Seine Hilfe in Verwaltungsfragen sei „dankbar angenommen“ worden. Teilweise habe es natürlich auch „Vorbehalte“ gegeben. Wohl auch deshalb, weil es etliche Menschen gab, die schon kurz nach der Wende fanden, dass die Verhältnisse in der ehemaligen DDR so schlecht gar nicht gewesen seien, blickt Weingart zurück. Er blieb letztendlich nur ein knappes Vierteljahr in Klingenthal. Der Aufbau einer komplett neuen Verwaltung sei dort zum Zeitpunkt seiner Rückkehr nach Karlstadt noch lange nicht abgeschlossen gewesen. Das habe auch am ständigen Widerstreit politischer und wirtschaftlicher Interessen einzelner Protagonisten des Neuaufbaus gelegen.
„Es war eine unheimlich spannende und abwechslungsreiche Zeit, eine Zeit, die ich nicht missen möchte“, sagt Weingart heute. Gleichwohl sei er froh gewesen, danach am Landratsamt Karlstadt „wieder in einer geordneten Verwaltung zu arbeiten“.
Zu den Eindrücken, die sich ihm eingeprägt haben während seines Aufenthalts, zählt Weingart die permanente Glocke aus Braunkohlerauch über der Stadt und das Gras, das mit dem Wasser aus dem Duschkopf kam, weil es keine ausreichende Trinkwasseraufbereitung gab.
Als bleibende Erinnerung hat Weingart einen Bildband über Klingenthal im Schrank stehen. Sein Abschiedsgeschenk. Seit seiner Zeit als Aufbauhelfer war Weingart nicht mehr in der Stadt an der Grenze zu Tschechien. Es habe ihn zwar mehrfach „gejuckt, mal wieder hin zu fahren“, die Erinnerung an die Fahrt über rumpelige DDR-Pisten habe ihn jedoch stets abgehalten.
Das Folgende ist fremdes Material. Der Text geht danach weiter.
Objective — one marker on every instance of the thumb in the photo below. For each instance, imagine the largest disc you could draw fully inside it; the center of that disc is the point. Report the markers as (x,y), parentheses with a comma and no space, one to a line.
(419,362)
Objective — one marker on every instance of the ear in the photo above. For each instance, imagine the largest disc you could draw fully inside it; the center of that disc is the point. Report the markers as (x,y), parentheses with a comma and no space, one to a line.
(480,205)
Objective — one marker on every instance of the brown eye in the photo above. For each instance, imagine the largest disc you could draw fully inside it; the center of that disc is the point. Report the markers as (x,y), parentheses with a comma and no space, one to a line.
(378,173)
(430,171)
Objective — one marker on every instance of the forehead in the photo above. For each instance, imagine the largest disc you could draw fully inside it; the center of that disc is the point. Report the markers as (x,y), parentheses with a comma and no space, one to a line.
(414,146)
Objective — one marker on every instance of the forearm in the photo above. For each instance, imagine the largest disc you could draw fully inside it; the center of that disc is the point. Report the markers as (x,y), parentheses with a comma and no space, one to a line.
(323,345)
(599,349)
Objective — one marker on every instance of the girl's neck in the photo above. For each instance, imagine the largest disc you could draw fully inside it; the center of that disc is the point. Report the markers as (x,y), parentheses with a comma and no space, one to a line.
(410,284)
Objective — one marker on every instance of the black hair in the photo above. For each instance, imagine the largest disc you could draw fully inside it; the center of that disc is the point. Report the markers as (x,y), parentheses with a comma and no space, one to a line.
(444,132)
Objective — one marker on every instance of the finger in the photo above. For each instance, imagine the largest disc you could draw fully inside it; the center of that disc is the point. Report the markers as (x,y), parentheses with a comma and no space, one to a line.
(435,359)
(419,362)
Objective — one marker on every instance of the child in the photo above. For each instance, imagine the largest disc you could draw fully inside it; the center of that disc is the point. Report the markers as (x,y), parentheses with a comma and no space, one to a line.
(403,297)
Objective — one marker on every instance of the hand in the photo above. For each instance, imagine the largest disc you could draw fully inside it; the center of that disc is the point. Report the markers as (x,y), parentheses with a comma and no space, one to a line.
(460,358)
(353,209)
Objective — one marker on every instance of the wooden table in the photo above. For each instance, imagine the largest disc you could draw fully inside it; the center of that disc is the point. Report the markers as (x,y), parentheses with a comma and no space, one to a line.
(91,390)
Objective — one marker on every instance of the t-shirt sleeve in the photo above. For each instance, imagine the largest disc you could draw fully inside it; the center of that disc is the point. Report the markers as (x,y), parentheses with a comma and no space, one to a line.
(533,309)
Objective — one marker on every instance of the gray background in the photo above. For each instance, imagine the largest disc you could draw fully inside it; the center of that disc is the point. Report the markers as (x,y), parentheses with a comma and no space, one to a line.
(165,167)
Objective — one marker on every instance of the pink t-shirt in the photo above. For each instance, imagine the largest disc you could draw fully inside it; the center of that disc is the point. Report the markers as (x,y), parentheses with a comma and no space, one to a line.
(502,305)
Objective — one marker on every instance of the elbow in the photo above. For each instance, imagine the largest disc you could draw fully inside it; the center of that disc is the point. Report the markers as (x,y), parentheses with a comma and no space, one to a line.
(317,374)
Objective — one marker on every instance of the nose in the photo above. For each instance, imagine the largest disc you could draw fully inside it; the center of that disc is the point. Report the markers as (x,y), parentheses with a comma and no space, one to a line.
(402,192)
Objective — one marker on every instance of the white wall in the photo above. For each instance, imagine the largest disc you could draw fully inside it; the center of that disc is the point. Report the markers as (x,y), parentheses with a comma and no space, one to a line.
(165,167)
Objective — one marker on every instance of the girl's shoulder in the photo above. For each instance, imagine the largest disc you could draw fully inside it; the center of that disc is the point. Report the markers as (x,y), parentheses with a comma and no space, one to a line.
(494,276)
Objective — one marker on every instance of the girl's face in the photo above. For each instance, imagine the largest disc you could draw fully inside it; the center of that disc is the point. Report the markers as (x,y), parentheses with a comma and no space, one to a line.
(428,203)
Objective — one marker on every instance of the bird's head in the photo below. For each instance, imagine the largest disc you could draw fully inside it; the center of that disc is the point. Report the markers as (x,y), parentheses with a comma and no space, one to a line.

Heute arbeitet der Würzburger an der Regierung von Unterfranken, wo er das Sachgebiet für Flüchtlingsbetreuung und Integration leitet. Das Landratsamt Klingenthal gibt es mittlerweile nicht mehr. Der Landkreis ging am 1. Januar 1996 im großen Vogtlandkreis auf. Kreisstadt ist heute Plauen.